À table! In a French household, it’s these two words – translating literally as “to the table” – with which members of the family are beckoned to take their seats for dinner. Beyond the words themselves, of course, is a meaning much more profound than the physical piece of furniture: the table has, for as long as civilisation has eaten in groups and according to the notion of a meal, represented a sacred part of culture.
In German there is a term “Tischkultur”, which would translate as something like “table culture” and quite unpretentiously refers to fine dining. Ever since Augustus the Strong’s taste-making introduction of porcelain to Europe, the finest examples of the ceramic material have offered a chance to bring the finest of fine dining to a table – whether the setting be royal, political or (more familiarly now) in one’s own home.
As in fashion, trends have always washed over the humble (or perhaps not so humble) table with their reflection of the zeitgeist and collective tastes. In the 1600s – before MEISSEN – mixes of blue and white china graced tables, satisfying guests and hosts alike.

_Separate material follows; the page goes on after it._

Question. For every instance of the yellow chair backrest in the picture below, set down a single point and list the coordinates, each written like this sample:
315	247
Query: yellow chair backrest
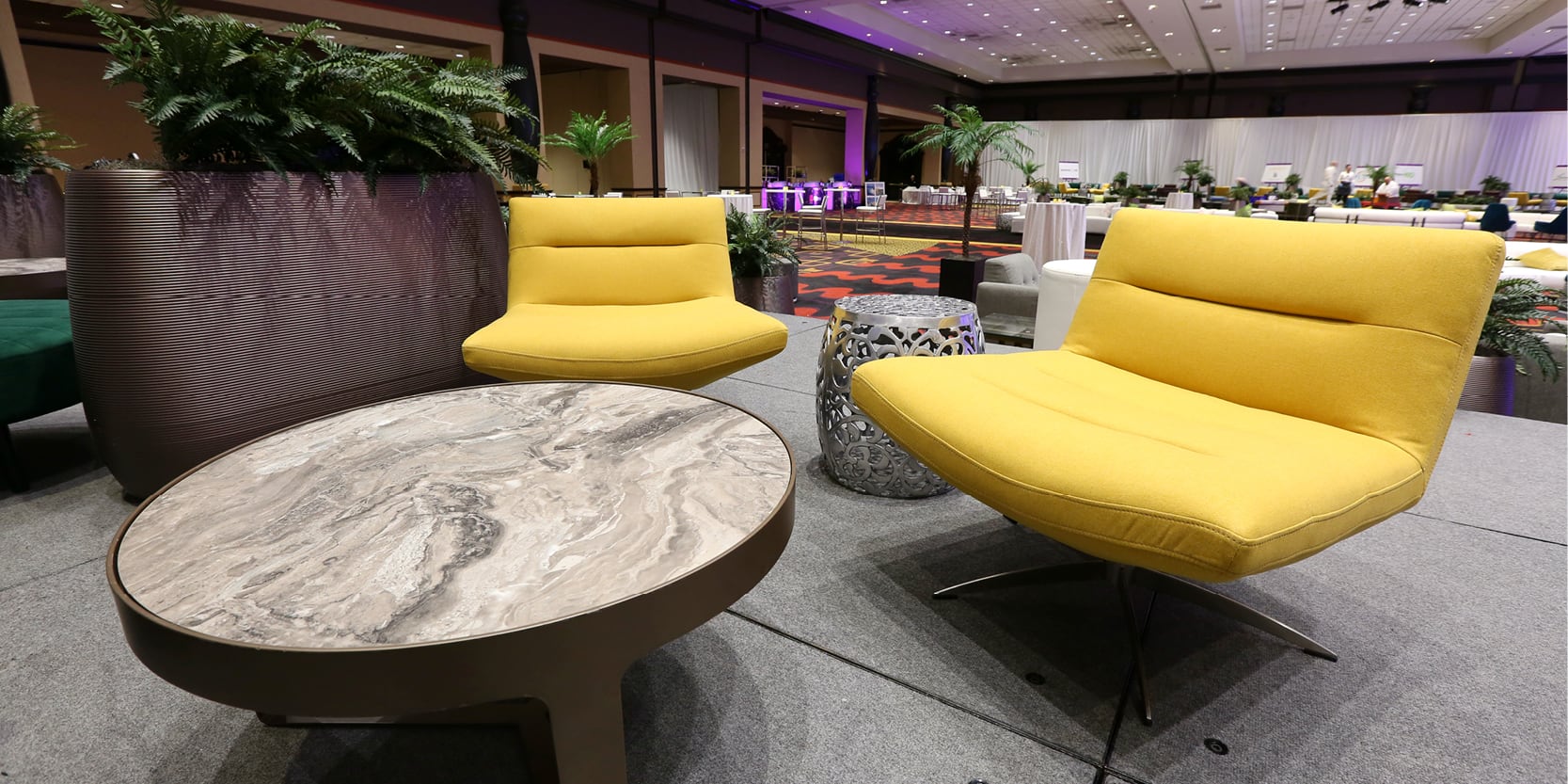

With the invention of European porcelain and the soon-to-be iconic manufactory, MEISSEN was able to offer matching services, which before long established the newest vogue for the 1700s. In the 1730s, figurines were introduced to the table. These replaced sugar sculptures, which had until then always made an appearance during dessert courses – originally made popular in Italy during the 16th century. MEISSEN’s own would traditionally depict scenes of court life, for example hunting or the theatre.
“With the invention of European porcelain, MEISSEN was able to offer matching services, which before long established the newest vogue for the 1700s.”
Tableware trends of today, of course, have a somewhat freer sense of self than those of Baroque times. 21st century fine dining – especially at home – is about idiosyncratic expressions. Mixing is as important as matching, and the meaning of opulent is whatever extravagant display of personality one chooses.
Whether that be through tapping more minimalist trends with sleeker dinnerware designs, like the pure white porcelain of the “Waves” service where relief work or signature crossed swords serve as the only accessory to fabulous forms, or the “Royal Blossom” décor, with its discreet detailing and romantic heritage. Or might it mean accent pieces and even accent plates? Dessert dishes that bring a complementary je ne sais quoi to a harmonious constellation, or ornate showpieces made, indeed, to be shown off. The vibrancy of “New Splendour” springs to mind. Perhaps historical figures or objects that are simply personally adored make for conversation starters: table talk that really centres around the table itself.
There’s almost no excuse not to have a table give even the most exquisite of meals a run for its money.